Андский олень, уэмуль, должен означать чуткую восприимчивость нашей
нации: отточенные чувства, изящество, настороженный ум. А все вместе -- это
защита, незримые, но надежные опоры Духа.
Между лобовой защитой кондора, который бьет клювом в спину коня, и
непрямой обороной того, кто умеет избежать встречи с врагом, потому что
учуял его за сто шагов, я предпочитаю -- последнюю. Куда лучше взволнованные
глаза, что умеют сторожко наблюдать, укрывшись в тростниках, чем этот
налившийся кровью взгляд, который властвует со своих высот.
Наш символ был бы, наверно, излишне женственным, останься там лишь
олень-уэмуль, он стал бы односторонним и не смог выразить всю сущность
чилийского народа. Но пора бы уэмулю выйти на первый план, дабы воплотить
самую суть нашего духа, нашего естественного пульса жизни, а другой -пусть
будет биением неотложной необходимости. Миролюбивые, как стойкий мир в
добрые дни нашей страны, с приязнью в лице, слове и мысли... А кондоры, те
для полета над пропастью великой опасности.
А может, и лучше, что в знаке нет преувеличения.

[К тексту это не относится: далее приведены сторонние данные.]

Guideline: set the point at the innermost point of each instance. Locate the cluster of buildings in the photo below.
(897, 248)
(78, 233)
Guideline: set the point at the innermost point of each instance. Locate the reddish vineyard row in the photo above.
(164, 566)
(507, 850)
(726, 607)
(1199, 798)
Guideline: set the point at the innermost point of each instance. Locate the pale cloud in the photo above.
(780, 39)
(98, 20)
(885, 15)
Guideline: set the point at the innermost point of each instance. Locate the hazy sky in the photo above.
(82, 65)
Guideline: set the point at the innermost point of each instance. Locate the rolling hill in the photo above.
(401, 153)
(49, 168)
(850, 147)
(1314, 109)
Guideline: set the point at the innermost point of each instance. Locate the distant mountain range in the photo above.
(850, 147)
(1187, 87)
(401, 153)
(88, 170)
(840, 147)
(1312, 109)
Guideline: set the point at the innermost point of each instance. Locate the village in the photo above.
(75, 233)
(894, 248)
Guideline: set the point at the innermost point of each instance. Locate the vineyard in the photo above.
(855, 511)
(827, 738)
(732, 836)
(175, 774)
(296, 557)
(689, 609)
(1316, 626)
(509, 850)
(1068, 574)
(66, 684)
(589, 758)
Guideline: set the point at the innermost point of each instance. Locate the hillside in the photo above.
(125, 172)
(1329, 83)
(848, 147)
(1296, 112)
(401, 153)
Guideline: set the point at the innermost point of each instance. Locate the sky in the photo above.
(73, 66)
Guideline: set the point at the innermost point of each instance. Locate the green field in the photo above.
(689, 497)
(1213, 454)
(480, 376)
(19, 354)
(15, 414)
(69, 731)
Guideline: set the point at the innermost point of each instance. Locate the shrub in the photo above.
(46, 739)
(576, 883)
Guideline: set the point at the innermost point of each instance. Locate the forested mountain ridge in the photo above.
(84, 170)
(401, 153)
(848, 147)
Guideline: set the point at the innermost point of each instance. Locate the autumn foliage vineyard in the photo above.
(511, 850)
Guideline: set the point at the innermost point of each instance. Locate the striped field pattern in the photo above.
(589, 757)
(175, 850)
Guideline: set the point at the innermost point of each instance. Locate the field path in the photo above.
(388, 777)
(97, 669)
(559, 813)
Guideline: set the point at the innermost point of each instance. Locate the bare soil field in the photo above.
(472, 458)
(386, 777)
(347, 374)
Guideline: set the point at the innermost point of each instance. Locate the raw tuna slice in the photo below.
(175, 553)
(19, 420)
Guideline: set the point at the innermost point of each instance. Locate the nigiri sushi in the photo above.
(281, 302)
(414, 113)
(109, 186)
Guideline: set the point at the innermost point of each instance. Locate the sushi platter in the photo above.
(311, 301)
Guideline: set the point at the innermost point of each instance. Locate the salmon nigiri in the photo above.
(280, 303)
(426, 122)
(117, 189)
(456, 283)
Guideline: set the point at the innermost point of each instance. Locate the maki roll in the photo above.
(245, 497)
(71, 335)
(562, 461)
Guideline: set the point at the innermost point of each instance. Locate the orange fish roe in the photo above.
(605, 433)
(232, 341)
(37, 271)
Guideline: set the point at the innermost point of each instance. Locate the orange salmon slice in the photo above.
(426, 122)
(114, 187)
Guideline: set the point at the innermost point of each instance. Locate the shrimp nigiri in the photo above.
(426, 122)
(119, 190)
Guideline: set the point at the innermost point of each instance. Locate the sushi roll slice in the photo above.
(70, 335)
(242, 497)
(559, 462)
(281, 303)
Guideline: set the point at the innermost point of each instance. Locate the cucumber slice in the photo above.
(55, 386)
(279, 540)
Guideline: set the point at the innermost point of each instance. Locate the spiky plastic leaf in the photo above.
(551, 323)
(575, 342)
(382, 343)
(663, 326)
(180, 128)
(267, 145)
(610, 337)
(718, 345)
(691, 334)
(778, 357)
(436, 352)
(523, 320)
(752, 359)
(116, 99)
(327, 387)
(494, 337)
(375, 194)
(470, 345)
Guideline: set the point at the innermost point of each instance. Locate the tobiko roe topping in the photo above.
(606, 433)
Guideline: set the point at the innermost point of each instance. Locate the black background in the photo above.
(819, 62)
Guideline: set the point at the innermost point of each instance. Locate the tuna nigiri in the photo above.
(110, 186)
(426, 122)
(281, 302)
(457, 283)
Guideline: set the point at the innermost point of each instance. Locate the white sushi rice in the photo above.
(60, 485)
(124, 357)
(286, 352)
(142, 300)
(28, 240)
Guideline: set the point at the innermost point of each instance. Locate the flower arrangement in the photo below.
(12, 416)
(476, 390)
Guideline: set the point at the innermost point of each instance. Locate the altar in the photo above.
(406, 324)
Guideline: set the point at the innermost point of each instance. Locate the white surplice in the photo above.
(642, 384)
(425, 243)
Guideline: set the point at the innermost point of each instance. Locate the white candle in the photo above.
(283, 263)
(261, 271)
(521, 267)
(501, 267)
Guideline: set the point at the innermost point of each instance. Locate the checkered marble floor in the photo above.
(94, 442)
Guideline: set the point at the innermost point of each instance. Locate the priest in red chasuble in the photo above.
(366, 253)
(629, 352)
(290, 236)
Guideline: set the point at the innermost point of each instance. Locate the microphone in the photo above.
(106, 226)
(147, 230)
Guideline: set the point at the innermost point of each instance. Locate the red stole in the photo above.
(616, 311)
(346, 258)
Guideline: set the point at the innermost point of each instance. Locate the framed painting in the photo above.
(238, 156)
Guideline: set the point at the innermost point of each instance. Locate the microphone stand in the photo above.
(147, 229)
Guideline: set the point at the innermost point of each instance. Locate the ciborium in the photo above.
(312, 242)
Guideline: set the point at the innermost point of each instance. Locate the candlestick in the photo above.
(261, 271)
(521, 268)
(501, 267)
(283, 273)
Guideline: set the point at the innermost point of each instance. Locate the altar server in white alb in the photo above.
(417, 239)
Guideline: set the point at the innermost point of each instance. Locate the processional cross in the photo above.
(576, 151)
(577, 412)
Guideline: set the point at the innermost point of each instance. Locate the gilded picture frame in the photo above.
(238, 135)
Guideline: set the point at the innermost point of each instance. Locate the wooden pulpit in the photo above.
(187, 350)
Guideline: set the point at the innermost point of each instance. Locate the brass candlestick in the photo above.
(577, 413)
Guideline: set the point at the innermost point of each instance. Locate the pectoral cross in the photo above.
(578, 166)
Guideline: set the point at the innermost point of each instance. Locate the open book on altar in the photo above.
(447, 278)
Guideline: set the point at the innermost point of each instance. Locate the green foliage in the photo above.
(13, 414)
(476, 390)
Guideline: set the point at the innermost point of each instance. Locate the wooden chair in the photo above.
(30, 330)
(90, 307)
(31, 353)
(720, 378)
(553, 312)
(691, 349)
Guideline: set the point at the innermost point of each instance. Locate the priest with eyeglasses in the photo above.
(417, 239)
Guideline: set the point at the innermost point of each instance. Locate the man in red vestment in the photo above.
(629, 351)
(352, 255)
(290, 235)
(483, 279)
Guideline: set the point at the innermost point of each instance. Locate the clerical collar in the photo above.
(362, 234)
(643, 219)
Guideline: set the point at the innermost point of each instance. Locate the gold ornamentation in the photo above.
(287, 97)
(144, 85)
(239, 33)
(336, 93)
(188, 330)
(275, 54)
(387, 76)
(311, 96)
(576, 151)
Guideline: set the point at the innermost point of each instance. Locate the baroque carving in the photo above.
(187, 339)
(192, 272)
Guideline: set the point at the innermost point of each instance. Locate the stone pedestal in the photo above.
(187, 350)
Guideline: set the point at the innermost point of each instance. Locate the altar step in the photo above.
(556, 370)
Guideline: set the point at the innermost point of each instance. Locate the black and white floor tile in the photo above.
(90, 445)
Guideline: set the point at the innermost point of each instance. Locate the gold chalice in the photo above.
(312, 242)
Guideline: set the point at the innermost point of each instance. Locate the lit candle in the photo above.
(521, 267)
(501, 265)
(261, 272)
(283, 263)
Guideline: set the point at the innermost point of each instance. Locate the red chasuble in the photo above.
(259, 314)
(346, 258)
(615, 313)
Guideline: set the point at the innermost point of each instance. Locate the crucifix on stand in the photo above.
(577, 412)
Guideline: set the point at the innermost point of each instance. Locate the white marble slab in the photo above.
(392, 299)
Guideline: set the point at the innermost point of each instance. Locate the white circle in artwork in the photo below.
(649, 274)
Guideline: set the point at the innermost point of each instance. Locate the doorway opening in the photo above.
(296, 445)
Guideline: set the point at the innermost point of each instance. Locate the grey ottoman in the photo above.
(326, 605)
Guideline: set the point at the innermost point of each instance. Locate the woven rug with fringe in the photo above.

Я вспомнила, вознося
хвалу этому геральдическому оленю, о греческом лавре, о его листьях,
одновременно упругих и мягких. Вот что решили сделать своим символом те,
кто были великими мастерами символики!
Говоря о наших деяниях, мы слишком много похвалялись полетом кондора,
и теперь я радею за то, чтобы мы гордились другими вещами, которые у нас
есть, но пока оставлены без должного внимания. Хорошо бы заглянуть в
историю Чили и увидеть там свидетельства нашей гостеприимности, а их много;
поступки, основанные на чувстве братства, а ими полнятся страницы забытых
хроник. Преимущество кондора над уэмулем, думаю, причинило нам большой
вред. Легко сказать -- поменяй их местами! Но, верю, постепенно у нас это
получится.
Некоторые из наших национальных героев принадлежат, скажем так, к
Ордену Кондора. Параллельно есть и свои герои у трепетного уэмуля. И
сегодня -- самая пора восславить их.